How persuasive are you?
Persuasiveness is the power to induce the taking of a course of action or the embracing of a point of view by means of argument or entreaty.
One of the mistakes salespeople make when doing sales presentations is their tendency to be more informative than persuasive. That difference is costing companies millions of dollars a year in lost sales opportunities. The reason for this is simple. It’s far easier to dispense information than it is to interact with an audience (buyers, stakeholders, etc.) and try and persuade someone to make a commitment to our offer. As a result many sales professionals linger in the information zone citing features and benefits, facts and figures, and delay or even avoid getting into the persuasive zone.
The difference between the two types of presentations is fairly obvious.
An informative presentation is designed to inform, to be objective while promoting understanding and fostering co-operation.

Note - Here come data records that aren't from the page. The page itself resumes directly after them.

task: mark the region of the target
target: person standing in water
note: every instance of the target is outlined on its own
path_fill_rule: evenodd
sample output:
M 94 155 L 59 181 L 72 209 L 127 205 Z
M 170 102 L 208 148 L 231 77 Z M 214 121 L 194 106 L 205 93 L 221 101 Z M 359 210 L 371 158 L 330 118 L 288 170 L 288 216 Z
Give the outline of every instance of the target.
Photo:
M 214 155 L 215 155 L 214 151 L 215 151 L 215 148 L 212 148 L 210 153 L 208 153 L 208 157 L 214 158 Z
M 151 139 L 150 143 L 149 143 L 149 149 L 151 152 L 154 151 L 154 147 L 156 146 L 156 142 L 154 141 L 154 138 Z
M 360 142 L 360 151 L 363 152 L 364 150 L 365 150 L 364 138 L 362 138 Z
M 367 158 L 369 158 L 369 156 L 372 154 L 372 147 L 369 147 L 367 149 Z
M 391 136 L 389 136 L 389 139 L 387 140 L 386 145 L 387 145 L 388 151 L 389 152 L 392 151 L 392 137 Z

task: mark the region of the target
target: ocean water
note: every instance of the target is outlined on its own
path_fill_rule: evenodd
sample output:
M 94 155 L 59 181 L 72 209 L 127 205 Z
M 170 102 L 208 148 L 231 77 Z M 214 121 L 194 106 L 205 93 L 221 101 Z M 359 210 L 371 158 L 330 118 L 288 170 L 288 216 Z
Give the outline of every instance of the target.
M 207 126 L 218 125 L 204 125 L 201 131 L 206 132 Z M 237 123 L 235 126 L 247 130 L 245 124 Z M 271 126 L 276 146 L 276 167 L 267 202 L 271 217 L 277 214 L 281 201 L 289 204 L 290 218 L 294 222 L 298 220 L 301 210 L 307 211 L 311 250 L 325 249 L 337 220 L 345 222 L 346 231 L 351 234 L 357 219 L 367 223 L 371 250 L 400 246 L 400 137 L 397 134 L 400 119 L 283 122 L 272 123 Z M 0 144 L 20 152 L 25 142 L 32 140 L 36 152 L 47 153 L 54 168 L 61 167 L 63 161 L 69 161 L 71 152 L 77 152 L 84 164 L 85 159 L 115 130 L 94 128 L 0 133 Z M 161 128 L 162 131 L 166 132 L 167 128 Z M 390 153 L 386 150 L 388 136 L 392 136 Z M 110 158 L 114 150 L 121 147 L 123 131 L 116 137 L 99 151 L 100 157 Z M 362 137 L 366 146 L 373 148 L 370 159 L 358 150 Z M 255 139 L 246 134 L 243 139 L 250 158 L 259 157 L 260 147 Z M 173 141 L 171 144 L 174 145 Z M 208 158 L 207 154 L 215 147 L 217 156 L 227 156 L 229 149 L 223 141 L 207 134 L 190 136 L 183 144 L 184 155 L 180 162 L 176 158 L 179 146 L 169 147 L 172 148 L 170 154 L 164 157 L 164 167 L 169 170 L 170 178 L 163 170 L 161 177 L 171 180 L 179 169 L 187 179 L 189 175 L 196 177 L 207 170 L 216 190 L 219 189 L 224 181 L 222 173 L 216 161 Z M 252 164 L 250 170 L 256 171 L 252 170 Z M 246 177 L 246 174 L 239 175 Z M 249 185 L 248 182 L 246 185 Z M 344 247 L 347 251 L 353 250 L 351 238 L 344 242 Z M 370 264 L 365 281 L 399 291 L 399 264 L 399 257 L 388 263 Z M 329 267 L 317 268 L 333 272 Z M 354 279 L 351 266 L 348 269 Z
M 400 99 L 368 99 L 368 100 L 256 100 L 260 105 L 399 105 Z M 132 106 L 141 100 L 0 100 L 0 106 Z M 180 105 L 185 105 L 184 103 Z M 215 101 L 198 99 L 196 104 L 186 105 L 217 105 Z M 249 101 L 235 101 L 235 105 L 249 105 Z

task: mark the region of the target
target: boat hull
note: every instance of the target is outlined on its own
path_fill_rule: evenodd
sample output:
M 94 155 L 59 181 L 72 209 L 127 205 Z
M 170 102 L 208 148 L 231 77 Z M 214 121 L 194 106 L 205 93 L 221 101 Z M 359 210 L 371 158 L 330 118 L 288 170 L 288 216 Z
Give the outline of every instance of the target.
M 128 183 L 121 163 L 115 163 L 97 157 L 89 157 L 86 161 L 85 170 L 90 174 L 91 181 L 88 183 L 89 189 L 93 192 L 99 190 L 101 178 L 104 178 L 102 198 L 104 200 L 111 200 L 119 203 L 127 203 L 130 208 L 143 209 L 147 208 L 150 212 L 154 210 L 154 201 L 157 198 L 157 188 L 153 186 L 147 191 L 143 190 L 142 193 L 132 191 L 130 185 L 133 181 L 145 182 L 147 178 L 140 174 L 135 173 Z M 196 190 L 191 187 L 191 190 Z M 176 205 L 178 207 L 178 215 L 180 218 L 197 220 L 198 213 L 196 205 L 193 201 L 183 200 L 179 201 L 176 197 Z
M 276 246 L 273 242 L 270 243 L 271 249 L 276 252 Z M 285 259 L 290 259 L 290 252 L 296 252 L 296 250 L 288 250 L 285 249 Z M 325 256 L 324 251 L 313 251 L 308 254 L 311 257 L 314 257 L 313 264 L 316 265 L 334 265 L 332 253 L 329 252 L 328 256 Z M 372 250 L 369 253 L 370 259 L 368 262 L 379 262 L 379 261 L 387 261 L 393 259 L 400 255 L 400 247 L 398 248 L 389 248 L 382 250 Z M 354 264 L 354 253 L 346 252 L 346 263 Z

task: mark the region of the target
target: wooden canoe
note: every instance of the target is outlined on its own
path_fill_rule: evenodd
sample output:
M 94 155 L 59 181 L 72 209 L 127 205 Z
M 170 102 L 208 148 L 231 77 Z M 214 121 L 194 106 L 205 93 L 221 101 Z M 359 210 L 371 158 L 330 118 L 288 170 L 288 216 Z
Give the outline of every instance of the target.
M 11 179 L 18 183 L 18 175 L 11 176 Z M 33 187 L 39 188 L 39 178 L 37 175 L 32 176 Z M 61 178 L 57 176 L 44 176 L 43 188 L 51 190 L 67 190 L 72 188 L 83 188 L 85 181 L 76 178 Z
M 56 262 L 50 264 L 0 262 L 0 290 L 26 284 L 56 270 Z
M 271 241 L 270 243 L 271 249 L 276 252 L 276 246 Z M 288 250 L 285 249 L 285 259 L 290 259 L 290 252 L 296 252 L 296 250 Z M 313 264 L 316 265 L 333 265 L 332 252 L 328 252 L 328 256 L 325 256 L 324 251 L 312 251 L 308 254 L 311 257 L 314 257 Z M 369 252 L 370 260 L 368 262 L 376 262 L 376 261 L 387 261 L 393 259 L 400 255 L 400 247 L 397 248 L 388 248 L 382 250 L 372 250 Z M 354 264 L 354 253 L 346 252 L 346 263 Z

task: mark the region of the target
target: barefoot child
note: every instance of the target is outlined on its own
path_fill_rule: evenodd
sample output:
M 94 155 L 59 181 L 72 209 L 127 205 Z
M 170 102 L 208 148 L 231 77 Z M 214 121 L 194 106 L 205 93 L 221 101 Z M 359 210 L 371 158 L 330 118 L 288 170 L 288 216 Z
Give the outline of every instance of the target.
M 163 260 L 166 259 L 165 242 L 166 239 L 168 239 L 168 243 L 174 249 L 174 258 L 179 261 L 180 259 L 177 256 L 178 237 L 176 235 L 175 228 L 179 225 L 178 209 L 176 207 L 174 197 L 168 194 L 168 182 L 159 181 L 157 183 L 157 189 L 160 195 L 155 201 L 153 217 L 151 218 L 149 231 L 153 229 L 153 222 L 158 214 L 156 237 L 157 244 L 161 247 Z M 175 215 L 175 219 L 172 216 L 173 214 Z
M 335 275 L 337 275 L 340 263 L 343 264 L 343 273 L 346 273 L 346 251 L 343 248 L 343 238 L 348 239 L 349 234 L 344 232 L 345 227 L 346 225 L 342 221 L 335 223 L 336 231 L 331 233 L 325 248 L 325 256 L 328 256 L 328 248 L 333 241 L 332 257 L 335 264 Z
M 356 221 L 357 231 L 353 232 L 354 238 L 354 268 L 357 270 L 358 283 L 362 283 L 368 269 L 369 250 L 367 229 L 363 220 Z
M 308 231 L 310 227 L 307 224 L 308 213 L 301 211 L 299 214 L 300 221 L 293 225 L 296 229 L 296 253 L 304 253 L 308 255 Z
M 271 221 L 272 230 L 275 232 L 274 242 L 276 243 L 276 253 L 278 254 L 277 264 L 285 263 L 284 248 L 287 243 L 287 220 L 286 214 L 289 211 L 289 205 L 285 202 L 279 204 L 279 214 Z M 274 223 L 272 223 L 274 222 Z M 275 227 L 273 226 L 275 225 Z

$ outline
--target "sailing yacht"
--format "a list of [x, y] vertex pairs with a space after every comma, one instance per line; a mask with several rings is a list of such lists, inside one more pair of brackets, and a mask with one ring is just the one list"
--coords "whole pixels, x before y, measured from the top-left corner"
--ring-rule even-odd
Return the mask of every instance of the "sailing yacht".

A persuasive presentation is about convincing someone to do something i.e. take a new or different course of action; make a commitment to buy our recommended solution; see things from a different point of view that then furthers their willingness to work with us, and so on.
Effective persuasive presenters are much like lawyers who must convince a jury to rule in their client’s favour. If salespeople thought of their presentation as a courtroom case, where they are presenting arguments for their case rather than features and benefits, they would find a greater balance between persuasion and information in their presentations.
At Barrett, we regularly run interactive workshops with our clients’ sales teams where their salespeople learn to make persuasive presentations that are designed to positively influence the client, showing the buyer how the salesperson’s solutions will really support/help/address the achievement of the client’s goals/objectives, etc. In addition, we teach salespeople how to make persuasive presentations that are about a fair exchange of value, favouring both the client and the salesperson/organisation.
Here are five characteristics of a persuasive presentation:
1. Be interactive
There must be give and take between presenter and listener. Salespeople should learn to ask questions, listen to the answers and adapt their presentation accordingly. Highly scripted presentations, which don’t have “wiggle room” for interaction with the audience, are often stilted lectures, not persuasive sales presentations.
2. Be convincing
Being convincing is all about being logical. This process often helps make presentations logical and persuasive:
- Generate awareness
- State the problem
- Provide a solution
- Let the buyer visualise change
- Call the buyer to action
3. Highlight the priority need
Salespeople should develop a sense of urgency to stimulate action. When making a presentation to prospective clients they should be able to see that their failure to act is costing them money, time, effort, lost opportunity, etc. Creating awareness of the priority need(s) isn’t enough. Effective persuasive presentations need to highlight the cost of not getting the priority need(s) addressed. When that happens, prospective buyers start paying more attention to the presentation and how it will affect them personally, professionally, etc.
4. Use risk to highlight choice
Business-to-business buying is about executives looking for ways to make their organisations more effective, more efficient and to minimise the risks the company faces. By highlighting the risk of not taking action in a presentation, salespeople automatically create choice. When buyers understand that the presenter is not only focusing on pushing a point of view, but rather offering to solve business problems by offering choice, prospective buyers become more involved in the presentation and start buying, and that enhances the power of the persuasive nature of sales presentations.
5. Be competitive
Every decision-maker has four options when considering the purchase. They could decide to accept the salesperson’s offer, decide to go with a rival, consider developing their own solution, or simply doing nothing. Persuasive presentations start with good background research, so that when laying out the alternatives, the presenter can acknowledge the options the prospective client has. Ideally, this would be addressed head-on by showing how the salesperson’s option is the best choice. To be persuasive, simply lay out the facts without denouncing the competition or creating an undue sense of duress for any of the other decisions.
Remember, everybody lives by selling something.